If you're on a mission to drop pounds, chances are you've downloaded one of the bajillion weight-loss apps that track your calories and activity—but a recent study suggests it could end up being kind of worthless.
The study, published in the journal Obesity, found that people who depend solely on weight-loss apps to slim down typically aren't any more successful at losing weight than people who just receive pamphlets on exercise and nutrition. In fact, the study participants who used apps only lost two pounds over two years.
To find out what could be going wrong here, we spoke with experts to find out how you may be sabotaging your own weight-loss app success—and how to fix that.
Mistake #1: You’va Got All-Or-Nothing Tracking Habits
It's kind of a no-brainer: Logging your stats regularly helps you keep up your healthy habits. But finding the motivation to open that little app and crunch the numbers can feel a lot harder than it sounds. After all, you're already trying to choose almonds over candy and fitting gym time into your day, there's only so much willpower that a girl can use in 24 hours.
Before you face-palm for all of the foods you forgot to track, let's get one thing out of the way: You've got to let go of the full-speed-ahead mentality, says Glennis Coursey, the lead coach at MyFitnessPal. It's okay to ease into the habit of tracking over time. “Start by just focusing on breakfast, and then build in more meals from there, she says. It might take a few days or a few weeks to get in the habit of tracking a meal—just go at your own speed.
Another key to weight-loss-app success is to log your meals right before or right after you eat, says Jess Cording, a registered dietitian. This helps ensure you're not forgetting anything you ate, she says. You can also set an alert on your phone to remind you to jump into your app of choice or download an app that has a reminder feature to ping you during they day.

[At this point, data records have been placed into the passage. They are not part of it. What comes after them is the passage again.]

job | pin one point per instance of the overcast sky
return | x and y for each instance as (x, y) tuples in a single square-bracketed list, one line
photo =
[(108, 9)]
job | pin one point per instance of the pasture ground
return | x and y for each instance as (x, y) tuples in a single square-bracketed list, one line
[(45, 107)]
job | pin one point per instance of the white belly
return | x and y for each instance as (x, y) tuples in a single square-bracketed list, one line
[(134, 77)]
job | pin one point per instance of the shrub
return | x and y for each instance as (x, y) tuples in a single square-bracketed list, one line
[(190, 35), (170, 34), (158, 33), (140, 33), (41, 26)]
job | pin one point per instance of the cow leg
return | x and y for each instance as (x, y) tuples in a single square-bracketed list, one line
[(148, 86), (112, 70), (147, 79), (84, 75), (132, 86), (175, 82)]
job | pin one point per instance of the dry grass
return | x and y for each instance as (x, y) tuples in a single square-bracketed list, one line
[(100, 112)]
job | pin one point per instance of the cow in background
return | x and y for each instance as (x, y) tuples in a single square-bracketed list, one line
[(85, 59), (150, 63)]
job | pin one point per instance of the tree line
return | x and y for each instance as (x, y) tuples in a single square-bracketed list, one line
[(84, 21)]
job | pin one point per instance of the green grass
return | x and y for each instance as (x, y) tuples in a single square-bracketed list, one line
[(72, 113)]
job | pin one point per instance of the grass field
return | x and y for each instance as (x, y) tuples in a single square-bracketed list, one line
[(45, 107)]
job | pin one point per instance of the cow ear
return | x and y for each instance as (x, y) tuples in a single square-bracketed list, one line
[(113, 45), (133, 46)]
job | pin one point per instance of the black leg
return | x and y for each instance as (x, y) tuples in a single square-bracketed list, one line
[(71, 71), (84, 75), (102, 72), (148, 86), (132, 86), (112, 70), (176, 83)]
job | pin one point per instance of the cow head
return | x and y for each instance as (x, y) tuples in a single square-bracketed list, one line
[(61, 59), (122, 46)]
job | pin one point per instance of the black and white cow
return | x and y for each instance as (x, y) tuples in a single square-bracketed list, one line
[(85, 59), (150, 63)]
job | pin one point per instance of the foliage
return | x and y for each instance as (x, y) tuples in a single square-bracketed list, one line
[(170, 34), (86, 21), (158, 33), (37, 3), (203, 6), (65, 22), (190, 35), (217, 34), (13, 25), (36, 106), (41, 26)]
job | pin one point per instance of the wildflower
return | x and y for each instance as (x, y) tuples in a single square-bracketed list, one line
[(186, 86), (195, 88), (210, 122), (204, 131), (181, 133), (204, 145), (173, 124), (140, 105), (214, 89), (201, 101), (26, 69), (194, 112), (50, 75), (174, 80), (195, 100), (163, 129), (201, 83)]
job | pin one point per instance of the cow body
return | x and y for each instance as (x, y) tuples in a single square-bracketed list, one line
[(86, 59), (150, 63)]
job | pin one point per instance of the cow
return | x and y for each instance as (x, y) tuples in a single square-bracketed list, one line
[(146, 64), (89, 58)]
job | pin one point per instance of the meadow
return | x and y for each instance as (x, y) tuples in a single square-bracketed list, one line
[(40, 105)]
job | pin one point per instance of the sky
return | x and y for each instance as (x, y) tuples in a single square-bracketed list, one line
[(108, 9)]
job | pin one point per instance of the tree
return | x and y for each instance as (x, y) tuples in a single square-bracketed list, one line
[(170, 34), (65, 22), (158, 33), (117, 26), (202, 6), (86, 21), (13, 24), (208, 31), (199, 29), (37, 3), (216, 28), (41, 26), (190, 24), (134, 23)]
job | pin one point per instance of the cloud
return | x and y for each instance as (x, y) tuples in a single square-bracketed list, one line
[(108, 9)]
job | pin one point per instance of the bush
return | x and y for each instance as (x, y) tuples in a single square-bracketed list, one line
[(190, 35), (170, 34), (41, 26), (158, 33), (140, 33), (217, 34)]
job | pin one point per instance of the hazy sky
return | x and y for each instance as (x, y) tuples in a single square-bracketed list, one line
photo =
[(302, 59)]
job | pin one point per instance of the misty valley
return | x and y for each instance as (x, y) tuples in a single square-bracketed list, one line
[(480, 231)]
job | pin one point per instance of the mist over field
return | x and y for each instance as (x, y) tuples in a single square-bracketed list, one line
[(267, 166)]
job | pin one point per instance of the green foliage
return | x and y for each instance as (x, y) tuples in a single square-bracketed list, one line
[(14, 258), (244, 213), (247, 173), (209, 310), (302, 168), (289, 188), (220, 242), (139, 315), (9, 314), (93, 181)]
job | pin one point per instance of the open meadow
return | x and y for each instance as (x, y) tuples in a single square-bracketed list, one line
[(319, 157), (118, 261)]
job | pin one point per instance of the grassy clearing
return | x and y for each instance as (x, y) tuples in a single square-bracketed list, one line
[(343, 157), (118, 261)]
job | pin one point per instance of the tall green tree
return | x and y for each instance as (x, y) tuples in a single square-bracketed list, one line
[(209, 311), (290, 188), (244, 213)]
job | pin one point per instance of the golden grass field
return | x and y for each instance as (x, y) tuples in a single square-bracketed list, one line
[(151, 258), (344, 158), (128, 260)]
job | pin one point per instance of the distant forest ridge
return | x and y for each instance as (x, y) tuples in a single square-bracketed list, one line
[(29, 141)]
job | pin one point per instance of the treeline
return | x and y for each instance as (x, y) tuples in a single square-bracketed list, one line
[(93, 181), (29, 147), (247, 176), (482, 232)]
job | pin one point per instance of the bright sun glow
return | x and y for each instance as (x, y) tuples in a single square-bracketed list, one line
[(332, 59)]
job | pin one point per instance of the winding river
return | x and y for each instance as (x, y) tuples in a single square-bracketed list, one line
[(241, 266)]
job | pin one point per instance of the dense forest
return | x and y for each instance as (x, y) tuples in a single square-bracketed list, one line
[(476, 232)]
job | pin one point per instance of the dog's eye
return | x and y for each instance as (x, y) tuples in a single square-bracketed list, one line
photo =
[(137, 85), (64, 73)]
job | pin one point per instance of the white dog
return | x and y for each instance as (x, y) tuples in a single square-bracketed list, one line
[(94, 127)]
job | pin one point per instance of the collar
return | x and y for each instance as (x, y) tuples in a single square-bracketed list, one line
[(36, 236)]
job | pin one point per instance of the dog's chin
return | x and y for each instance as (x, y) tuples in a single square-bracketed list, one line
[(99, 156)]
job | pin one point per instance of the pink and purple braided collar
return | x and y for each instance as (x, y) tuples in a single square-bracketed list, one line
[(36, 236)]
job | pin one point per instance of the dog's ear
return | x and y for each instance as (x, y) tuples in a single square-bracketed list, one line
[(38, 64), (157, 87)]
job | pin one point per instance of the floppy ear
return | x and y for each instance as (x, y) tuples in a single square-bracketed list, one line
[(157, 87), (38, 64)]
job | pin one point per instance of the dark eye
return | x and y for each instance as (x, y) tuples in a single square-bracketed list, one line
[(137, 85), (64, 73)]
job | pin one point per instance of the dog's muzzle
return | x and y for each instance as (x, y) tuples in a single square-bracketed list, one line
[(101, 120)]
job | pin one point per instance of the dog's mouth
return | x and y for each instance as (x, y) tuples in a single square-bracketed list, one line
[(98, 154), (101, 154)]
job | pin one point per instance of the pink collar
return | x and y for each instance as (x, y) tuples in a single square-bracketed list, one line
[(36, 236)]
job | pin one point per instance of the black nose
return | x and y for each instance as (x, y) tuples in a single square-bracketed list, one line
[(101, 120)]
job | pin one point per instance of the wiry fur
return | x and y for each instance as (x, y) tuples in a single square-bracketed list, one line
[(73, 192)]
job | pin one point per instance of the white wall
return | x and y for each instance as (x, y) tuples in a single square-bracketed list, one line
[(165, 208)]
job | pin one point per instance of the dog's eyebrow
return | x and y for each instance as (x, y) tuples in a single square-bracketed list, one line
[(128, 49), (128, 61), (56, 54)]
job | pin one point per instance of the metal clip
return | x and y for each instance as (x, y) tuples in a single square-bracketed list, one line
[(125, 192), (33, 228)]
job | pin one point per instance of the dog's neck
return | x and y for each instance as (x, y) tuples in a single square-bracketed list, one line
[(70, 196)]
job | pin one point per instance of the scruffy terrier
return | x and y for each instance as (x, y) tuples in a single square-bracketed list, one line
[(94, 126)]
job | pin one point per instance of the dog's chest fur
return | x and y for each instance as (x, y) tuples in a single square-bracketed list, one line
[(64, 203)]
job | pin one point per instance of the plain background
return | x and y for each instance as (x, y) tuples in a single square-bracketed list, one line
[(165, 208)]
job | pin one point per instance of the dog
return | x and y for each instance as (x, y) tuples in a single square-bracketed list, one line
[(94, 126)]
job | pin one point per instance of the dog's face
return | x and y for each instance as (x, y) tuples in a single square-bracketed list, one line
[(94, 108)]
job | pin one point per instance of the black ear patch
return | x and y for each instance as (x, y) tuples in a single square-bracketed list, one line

Long before weight-loss apps existed, people were turning to crazy concoctions and strange strategies to lose weight. Watch this video to see some of the nuttiest weight-loss trends throughout history:
You’re Underestimating Portion Sizes
Sure, you just had a muffin and a latte as your mid-morning snack, but chances are that delish pastry wasn't just one serving, says Trinh Le, a registered dietitian at MyFitnessPal. This really messes with how we log it into a calorie counter, she says. The fix? Use an app that offers a visual portion size guide, like Cals & Carbs, or keep a wallet-sized portion guide until you learn key serving sizes.
And instead of guessing how many calories there are in your favorite coffee drink or burrito bowl, Google it. “There’s a lot of nutrition information available online, so check out the stats for your go-to meals at chain restaurants,” says Cording.
You’re Keeping Your Goals a Secret
While you might shy away from blowing up your friends' newsfeeds with your weight-loss plans, not having any accountability might make you more likely to fail. “We know that people who add friends on MyFitnessPal are two times more likely to lose weight,” says Coursey. Having friends on the app who follow your progress creates a support system and motivates you, she says.
Many apps even allow you to set up friendly competitions with fellow users to create healthy habit challenges like tracking steps-per-day or weekly trips to the gym. If you want professional accountability, some weight-loss apps, like Noom Coach, offer a wellness coach who checks in on your progress and suggests tweaks to your diet or workout based on your log.
You logged that cookie you had at lunch, but what about the second and third you grabbed before bed? While your numbers might look pretty great by the end of the day, being honest about what you're really eating is key for weight loss success, says Cording. If you don't identify your barriers and patterns, it makes it harder to change, she says.
Instead of viewing the log as a list of your food failures, see it as a tool to understand how food affects you. So instead of tracking not just how many calories you consumed, think about what might be triggering the headache you always get at 3 p.m. or the sluggish feeling you get on Bagel Wednesday. You can learn about how your body reacts to the things you eat or drink, says Le. The point of tracking your activity and meals isn't just to guilt yourself into eating better and exercising, you should use this data to understand your body and make choices that help you feel good.